Pendant ce temps, le ventre de l'administration se gonfle chaque jour un peu plus de fonctionnaires recrutés pour leur appartenance partisane.
Les nominations de hauts cadres dans l'administration publique repartent de plus belle. Ennahdha est en passe de tisser son réseau d'influence au sein de l'administration, en la quadrillant d'une armée de militants. «Aux prochaines élections, ils obtiendront 99% des voix», dira un militant du Parti Républicain au Bardo. De quoi se payer un Califat.
Chez le citoyen, le doute s'installe, la peur envahit les cœurs et le portefeuille se vide.
L'emploi, le service public, la santé et l'instruction sont désormais des vœux pieux. Dans cette atmosphère de fin du monde, la Tunisie a commencé lentement mais sûrement sa descente aux enfers.
Sous les islamistes, le Tunisien ne sait plus à quel saint se vouer. Les rêves d'une Tunisie paisible et bienheureuse s'évaporent comme les vapeurs de l'encens dans les mosquées. Un ministre nous a affirmé un jour que le modèle somalien est une référence pour la Tunisie, un autre nous a décrit l'Afghanistan comme un modèle de démocratie. Ils n'avaient pas tort!

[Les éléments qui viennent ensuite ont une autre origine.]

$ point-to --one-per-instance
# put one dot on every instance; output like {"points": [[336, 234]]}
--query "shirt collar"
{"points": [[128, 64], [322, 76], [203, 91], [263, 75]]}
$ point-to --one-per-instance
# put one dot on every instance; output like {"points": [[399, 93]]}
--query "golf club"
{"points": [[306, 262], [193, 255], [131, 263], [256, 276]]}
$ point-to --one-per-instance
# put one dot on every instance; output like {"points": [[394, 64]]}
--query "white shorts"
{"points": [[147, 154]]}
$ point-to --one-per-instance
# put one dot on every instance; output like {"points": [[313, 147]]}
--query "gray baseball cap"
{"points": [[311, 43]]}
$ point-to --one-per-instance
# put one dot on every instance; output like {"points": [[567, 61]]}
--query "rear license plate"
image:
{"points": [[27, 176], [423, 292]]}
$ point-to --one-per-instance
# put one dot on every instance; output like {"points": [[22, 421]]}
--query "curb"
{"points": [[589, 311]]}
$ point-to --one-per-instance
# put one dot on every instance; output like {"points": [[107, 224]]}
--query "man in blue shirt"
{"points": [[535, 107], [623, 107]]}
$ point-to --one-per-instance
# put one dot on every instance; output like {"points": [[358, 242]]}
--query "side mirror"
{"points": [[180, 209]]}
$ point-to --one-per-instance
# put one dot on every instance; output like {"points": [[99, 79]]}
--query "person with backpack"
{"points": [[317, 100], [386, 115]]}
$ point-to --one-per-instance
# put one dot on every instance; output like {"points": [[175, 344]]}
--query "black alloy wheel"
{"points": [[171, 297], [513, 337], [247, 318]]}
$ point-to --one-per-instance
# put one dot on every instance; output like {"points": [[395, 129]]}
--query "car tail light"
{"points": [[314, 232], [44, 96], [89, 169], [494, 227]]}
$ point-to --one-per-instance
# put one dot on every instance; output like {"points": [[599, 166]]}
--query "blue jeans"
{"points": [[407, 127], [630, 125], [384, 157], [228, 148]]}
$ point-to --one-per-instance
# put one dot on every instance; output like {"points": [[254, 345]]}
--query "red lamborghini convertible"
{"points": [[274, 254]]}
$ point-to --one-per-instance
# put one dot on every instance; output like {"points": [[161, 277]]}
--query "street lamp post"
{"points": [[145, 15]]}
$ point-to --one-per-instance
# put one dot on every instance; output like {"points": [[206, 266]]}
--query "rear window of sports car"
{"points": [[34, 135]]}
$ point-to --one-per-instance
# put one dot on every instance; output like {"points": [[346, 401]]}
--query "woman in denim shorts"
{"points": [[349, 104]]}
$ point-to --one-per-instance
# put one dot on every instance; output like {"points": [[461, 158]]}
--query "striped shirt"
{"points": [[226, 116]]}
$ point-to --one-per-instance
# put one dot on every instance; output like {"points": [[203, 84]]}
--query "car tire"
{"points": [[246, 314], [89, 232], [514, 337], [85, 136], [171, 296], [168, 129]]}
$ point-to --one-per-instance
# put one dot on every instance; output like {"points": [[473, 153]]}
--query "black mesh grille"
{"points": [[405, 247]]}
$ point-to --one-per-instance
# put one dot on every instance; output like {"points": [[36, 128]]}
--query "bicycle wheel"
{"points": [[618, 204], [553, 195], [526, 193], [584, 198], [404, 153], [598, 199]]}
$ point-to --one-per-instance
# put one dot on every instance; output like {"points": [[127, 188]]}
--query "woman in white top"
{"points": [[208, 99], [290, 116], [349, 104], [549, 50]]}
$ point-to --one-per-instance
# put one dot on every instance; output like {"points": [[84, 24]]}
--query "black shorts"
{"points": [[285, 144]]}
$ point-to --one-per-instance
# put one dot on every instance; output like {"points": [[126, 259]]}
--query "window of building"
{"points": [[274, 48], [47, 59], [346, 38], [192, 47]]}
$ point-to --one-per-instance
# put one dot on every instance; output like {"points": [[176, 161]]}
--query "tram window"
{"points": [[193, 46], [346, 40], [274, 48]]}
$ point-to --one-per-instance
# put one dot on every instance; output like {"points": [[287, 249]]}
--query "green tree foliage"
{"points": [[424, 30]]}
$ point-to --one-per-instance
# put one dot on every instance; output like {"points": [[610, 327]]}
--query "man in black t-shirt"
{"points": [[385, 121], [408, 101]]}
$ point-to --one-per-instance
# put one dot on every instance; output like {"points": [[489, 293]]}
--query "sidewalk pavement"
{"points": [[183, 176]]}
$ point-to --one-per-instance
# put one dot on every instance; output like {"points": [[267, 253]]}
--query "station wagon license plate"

On vient d'être classés 104e pays en matière de bonheur, derrière la Somalie et le Pakistan!
L'opposition mobilise les foules, mais n'arrive pas à déstabiliser un pouvoir islamiste incompétent, arrogant et manoeuvrier.
Une opposition angélique et qui se cherche
En face, les partis démocratiques, longtemps victimes de leur pêché originel, celui d'avoir choisi, dès le 24 octobre 2011, de jouer le rôle de l'opposition au sein de l'hémicycle, ont cautionné l'idée que la période transitoire et constitutionnelle se transforme en un mandat parlementaire.
La première exige le consensus, le second recours à la règle du vote majoritaire et des groupes parlementaires fermés. Règle éminemment favorable à la majorité. Démarche angélique de politiciens, sans doute, grisés par les effluves du jasmin de la révolution, de la liberté nouvelle et par les images des débats civilisés des parlements européens, à la fois si proches et si lointains.
Empêtrés dans les difficultés internes et les luttes de leadership, les partis de l'opposition ont su malgré tout, se ressaisir en se rassemblant dans un front uni et en s'accordant atour d'une plateforme minimale de travail.
Après l'assassinat de Mohamed Brahmi, l'opposition a pu ainsi rassembler les troupes et unifier le discours. Bernée par un adversaire machiavélique, après l'assassinat de Chokri Belaid, elle semblait avoir appris la leçon. Enhardie par l'ampleur de la mobilisation et l'immense foule qui répondait à l'appel, chaque soir au Bardo, elle se barricade derrière ses exigences de démission du gouvernement provisoire et de dissolution de l'ANC.
Aujourd'hui, l'opposition semble tétanisée par le cours des événements. Le sit-in est presque levé, la mobilisation s'étiole, l'Assemblée a repris ses travaux sans les élus de l'opposition et, à l'horizon, aucune lueur d'espoir d'un accord politique pour dénouer la crise.
La majorité et les présidences qui en découlent ne sortent pas indemnes, non plus, de ce bras de fer. Les discours triomphalistes des premiers jours, cèdent la place au doute. Les sourires dominateurs se transforment en menaces et les erreurs et les défaillances se multiplient. Une large frange du peuple appelle au changement. La légitimité des urnes, tant vantée, s'évanouit sous la pression de l'opinion et de l'opposition. Nos dirigeants, comme tous ceux qui détiennent le pouvoir, se retrouvent plus enclins à l'utiliser qu'à le partager, s'arc-boutent et refusent de prêter l'oreille à la rue. Voilà le visage qu'offre la Tunisie en cette fin d'été, une Tunisie qui n'a point profité de son printemps et qui est ballotée par les vents d'est et d'ouest, de çà, de là, pareille aux feuilles mortes d'un début d'automne qui augure d'un hiver sombre et glacial. C'est le chemin de la descente aux enfers.